1- **Choice D is correct**

\(12x-14>10x+5-3x+1\)→Combine like terms: \(12x-14>7x+6\)→ Subtract \(7x\) from both sides: \(5x-14>6\), Add 14 both sides of the inequality. \(5x>20\), Divide both sides by \(5\).

\(\frac{20}{5}<x→<x>4\)

2- **Choice A is correct**

\(x^2=169→x=13\) (positive value) Or \(x=-13\) (negative value)

Since x is positive, then: \(f(169)=f(13^2 )=10-5(13)=10-65=-55\)

3- **Choice D is correct**

\(8x^2-5x+8=7x^2+x+15⇒x^2-6x-7=0\), Find the factors of the quadratic equation.

\(→(x-7)(x+1)=0→x=7 or x=-1, a>b\), then: \(a=7\) and \(b=-1\), \(\frac{a}{b}=\frac{7}{-1}=-7\)

4- **Choice D is correct**

First, find the equation of the line. All lines through the origin are of the form \(y=mx\), so the equation is \(y=-\frac{2}{3}x\). Of the given choices, only choice \(C (6,-4)\), satisfies this equation:

\(y=-\frac{2}{3}x→-4=-\frac{2}{3}(6)=-4\)

5- **Choice D is correct**

\(𝑥\) is the number of all John’s sales per month and \(4\%\) of it is: \(4\%×x=0.04x\)

John’s monthly revenue: \(0.04x+3,600\)

6- **Choice D is correct**

The input value is \(-3\). Then: \(x=-3\), \(f(x)=3x^2+3x+2=3(-3)^2+3(-3)+2=20\)
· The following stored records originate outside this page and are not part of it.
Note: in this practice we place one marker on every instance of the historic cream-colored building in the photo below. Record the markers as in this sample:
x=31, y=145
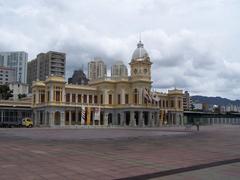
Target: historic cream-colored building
x=123, y=101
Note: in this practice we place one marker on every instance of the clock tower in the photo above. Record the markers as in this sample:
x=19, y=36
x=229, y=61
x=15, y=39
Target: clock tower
x=140, y=64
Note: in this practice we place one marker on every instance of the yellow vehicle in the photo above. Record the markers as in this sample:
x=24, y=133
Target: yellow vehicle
x=27, y=122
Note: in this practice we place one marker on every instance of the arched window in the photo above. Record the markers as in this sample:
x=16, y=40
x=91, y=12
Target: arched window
x=135, y=95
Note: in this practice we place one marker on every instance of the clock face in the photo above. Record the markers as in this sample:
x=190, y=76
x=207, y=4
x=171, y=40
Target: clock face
x=135, y=71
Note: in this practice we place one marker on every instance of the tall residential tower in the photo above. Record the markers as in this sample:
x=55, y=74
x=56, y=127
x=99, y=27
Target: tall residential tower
x=96, y=69
x=46, y=64
x=18, y=61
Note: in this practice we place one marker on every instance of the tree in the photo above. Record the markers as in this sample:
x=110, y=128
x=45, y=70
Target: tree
x=5, y=92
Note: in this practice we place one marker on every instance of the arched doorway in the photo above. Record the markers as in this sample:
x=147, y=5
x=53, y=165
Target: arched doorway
x=119, y=119
x=110, y=118
x=57, y=117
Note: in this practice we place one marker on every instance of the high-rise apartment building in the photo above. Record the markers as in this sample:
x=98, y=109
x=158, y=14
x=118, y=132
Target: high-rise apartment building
x=119, y=70
x=18, y=61
x=46, y=64
x=96, y=69
x=7, y=75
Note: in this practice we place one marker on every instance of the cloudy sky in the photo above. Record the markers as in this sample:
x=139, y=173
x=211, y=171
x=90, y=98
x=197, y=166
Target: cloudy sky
x=193, y=44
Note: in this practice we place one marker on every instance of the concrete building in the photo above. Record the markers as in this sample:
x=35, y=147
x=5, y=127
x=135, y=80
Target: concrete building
x=18, y=61
x=108, y=101
x=18, y=88
x=7, y=75
x=187, y=101
x=78, y=77
x=119, y=70
x=46, y=64
x=96, y=69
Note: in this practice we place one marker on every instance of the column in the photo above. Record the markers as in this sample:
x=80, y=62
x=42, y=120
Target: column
x=157, y=119
x=149, y=119
x=51, y=93
x=77, y=117
x=132, y=119
x=63, y=95
x=123, y=119
x=45, y=118
x=87, y=98
x=140, y=119
x=140, y=91
x=105, y=119
x=70, y=117
x=51, y=119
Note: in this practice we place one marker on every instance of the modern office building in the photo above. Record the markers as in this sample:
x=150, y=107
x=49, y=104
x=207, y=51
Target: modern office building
x=18, y=89
x=46, y=64
x=96, y=69
x=105, y=101
x=119, y=70
x=7, y=75
x=18, y=61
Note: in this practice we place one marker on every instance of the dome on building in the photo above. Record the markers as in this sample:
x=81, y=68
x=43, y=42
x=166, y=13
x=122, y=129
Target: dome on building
x=140, y=53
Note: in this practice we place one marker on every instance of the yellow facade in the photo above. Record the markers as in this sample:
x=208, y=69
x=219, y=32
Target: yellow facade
x=123, y=101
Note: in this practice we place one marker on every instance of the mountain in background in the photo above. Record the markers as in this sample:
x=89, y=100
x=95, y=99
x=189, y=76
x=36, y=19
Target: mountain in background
x=215, y=100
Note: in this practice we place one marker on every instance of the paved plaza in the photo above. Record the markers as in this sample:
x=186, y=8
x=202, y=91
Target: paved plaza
x=120, y=153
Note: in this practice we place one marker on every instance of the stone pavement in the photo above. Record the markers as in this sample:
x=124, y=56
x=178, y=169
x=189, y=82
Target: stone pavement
x=119, y=153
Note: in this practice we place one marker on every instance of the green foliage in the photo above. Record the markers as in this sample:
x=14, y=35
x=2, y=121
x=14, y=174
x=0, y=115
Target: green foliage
x=5, y=92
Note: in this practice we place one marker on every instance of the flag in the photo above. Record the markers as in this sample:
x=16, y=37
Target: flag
x=83, y=115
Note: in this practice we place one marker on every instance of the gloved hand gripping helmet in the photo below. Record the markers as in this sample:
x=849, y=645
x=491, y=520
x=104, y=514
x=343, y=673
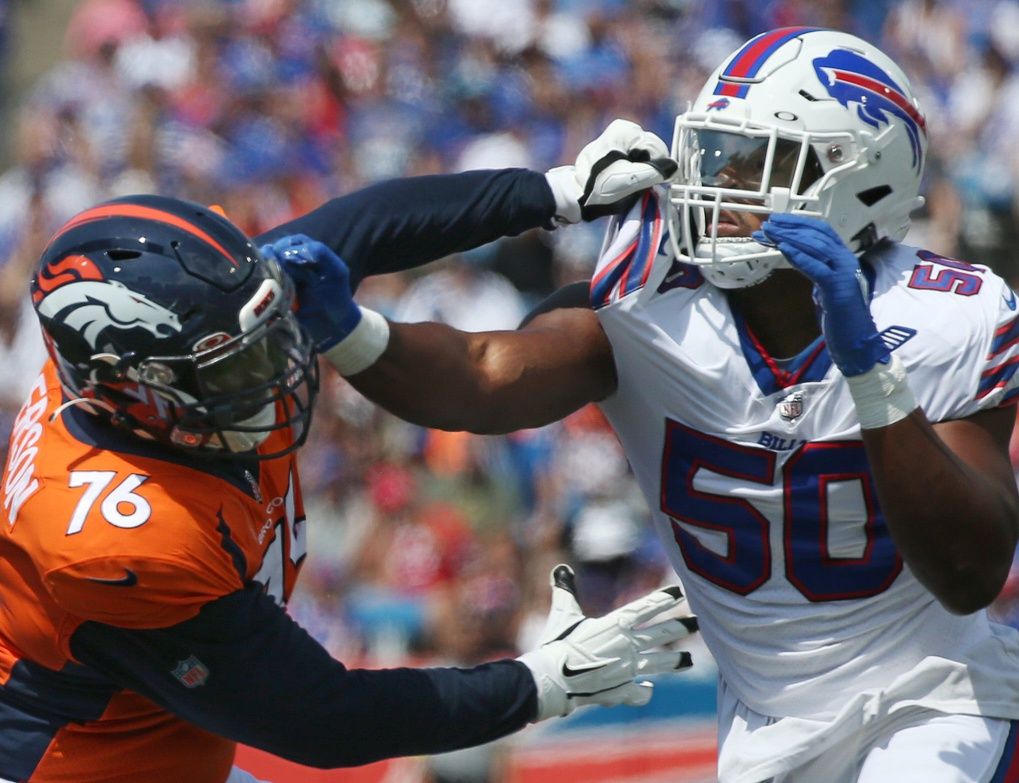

7- **Choice A is correct**

To rewrite \(\frac{1}{\frac{1}{x-6}+\frac{1}{x+2}}\), first simplify \(\frac{1}{x-6}+\frac{1}{x+2}\)

\(\frac{1}{x-6}+\frac{1}{x+2}=\frac{1(x+2)+1(x-6)}{(x-6)(x+2)}=\frac{2x-4}{(x-6)(x+2)}\)

Then:\(\frac{1}{\frac{1}{x-6}+\frac{1}{x+2}}=\frac{1}{\frac{2x-4}{(x-6)(x+2)}}=\frac{(x-6)(x+2)}{2x-4}\) (Remember, \(\frac{1}{\frac{1}{x}}=x\))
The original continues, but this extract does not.